Mehrere bunte Nabelschnüre, dick wie Baumstämme, hängen aus dem Schiffsbauch am Bug herab und versorgen den Neubau mit Energie. Von außen wurde die "Norwegian Prima" bereits fertig lackiert und zum Ausrüstungskai der Fincantieri Werft geschleppt. Doch wer das Innere des Stahlkoloss betritt, begibt sich in die Eingeweide eines Wesens, das erst noch ein Kreuzfahrtschiff werden will.
Die Gedärme liegen bloß, alles wirkt wie aufgeplatzt: offene Decken mit hängende Kabelschlingen und überquellenden Röhren, ein Wirrwarr am Boden. Es riecht nach kaltem Stahl, Farbe und Klebstoffen. Monteure stehen mit ihren grellen Arbeitslampen auf Gerüsten und werkeln, Fräsen kreischen, Funken sprühen.
Kaum vorstellbar, dass dieses Schiff schon am 15. April zu einer ersten Testfahrt in die Adria auslaufen soll. "Wir haben vier Millionen Meter an Kabeln bereits verlegt", sagt Antonio Quintano, der Werft-Chef, beim Rundgang. Für Fincantieri ist die "Prima" nicht irgendein Neubau, sondern der Prototyp einer neuen Schiffsklasse.
Die "Norwegian Prima" ist erst der Anfang
Die in Miami beheimatete US-Reederei Norwegian Cruise Line (NCL), bisher Kunde bei der Meyer Werft in Papenburg, hat gleich sechs Exemplare bestellt. Bis 1927 wird jedes Jahr ein neues Schiff in Dienst gestellt. Bereits im Juni 2023 soll die "Norwegian Viva" folgen, die zurzeit im benachbarten Trockendock entsteht.

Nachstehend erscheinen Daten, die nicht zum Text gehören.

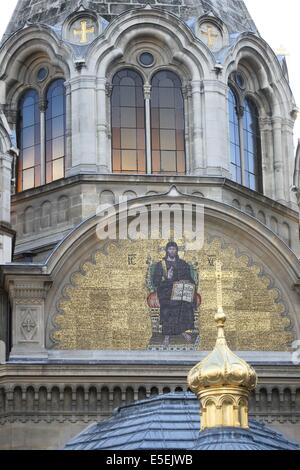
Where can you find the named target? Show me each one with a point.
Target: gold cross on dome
(211, 36)
(219, 285)
(84, 31)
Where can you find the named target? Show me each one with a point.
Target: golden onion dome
(222, 382)
(221, 367)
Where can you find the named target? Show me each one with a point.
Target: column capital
(43, 104)
(147, 91)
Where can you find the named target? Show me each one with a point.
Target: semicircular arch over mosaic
(106, 306)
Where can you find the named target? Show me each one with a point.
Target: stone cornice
(154, 179)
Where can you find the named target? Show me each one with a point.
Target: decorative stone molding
(27, 299)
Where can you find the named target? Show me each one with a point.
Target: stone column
(6, 234)
(265, 126)
(147, 97)
(278, 160)
(28, 324)
(104, 90)
(83, 106)
(289, 159)
(198, 161)
(216, 128)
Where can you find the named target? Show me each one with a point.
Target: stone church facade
(158, 102)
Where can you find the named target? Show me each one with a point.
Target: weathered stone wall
(232, 12)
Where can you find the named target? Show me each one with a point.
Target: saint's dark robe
(176, 316)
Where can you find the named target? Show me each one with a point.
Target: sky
(276, 20)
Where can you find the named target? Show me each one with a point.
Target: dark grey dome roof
(171, 421)
(233, 12)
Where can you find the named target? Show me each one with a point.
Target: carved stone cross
(84, 31)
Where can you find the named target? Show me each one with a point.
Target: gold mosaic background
(105, 308)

Im Gegensatz zu den Schiffen der Breakaway Plus Class, wie zum Beispiel der 165.157 BRZ großen "Norwegian Escape" von NCL mit Kabinen für 4266 Passagiere, folgt der neue Schiffstyp nicht dem Trend zu noch größeren Megalinern, sondern fällt kleiner aus: Die Tonnage wurde auf 142.500 BRZ reduziert mit Platz für 3250 Kreuzfahrtgäste.

Statt auf Quantität setzt NCL auf Qualität, nicht nur bei der Restaurant-Vielfalt und den Kunstwerken – unter anderem mit Skulpturen von Alexander Krivosheiw an Bord.Auch beim Platzangebot geht man neue Wege: So beträgt das Platz-Gast-Verhältnis auf der "Norwegian Prima" 44,3 PSR (Passenger Space Ratio) – im Vergleich dazu "Mein Schiff 1" (PSR 37,4), "Aida Bella" (PSR 32,2) oder "Costa Smeralda" (PSR 28,1).
Heute bedarf es einer gehörigen Portion Fantasie, dass der Neubau schon in wenigen Woche zum ersten Mal in See stechen wird, während der Innenausbau immer mehr Gestalt annimmt. Im Sommer wird das Schiff nach einer geplanten Bauzeit von 27 Monaten an NCL übergeben werden.
Am 27. August wird die "Prima" von der Sängerin Katy Perry an einem ungewöhnlichen Ort getauft werden, im Hafen der isländischen Hauptstadt Reykjavik. Der Taufname ist nicht besonders glücklich gewählt, denn ein Kreuzfahrtschiff mit fast demselben Namens gibt es bereits, die 2016 in Hamburg getaufte "Prima" von Aida Cruises.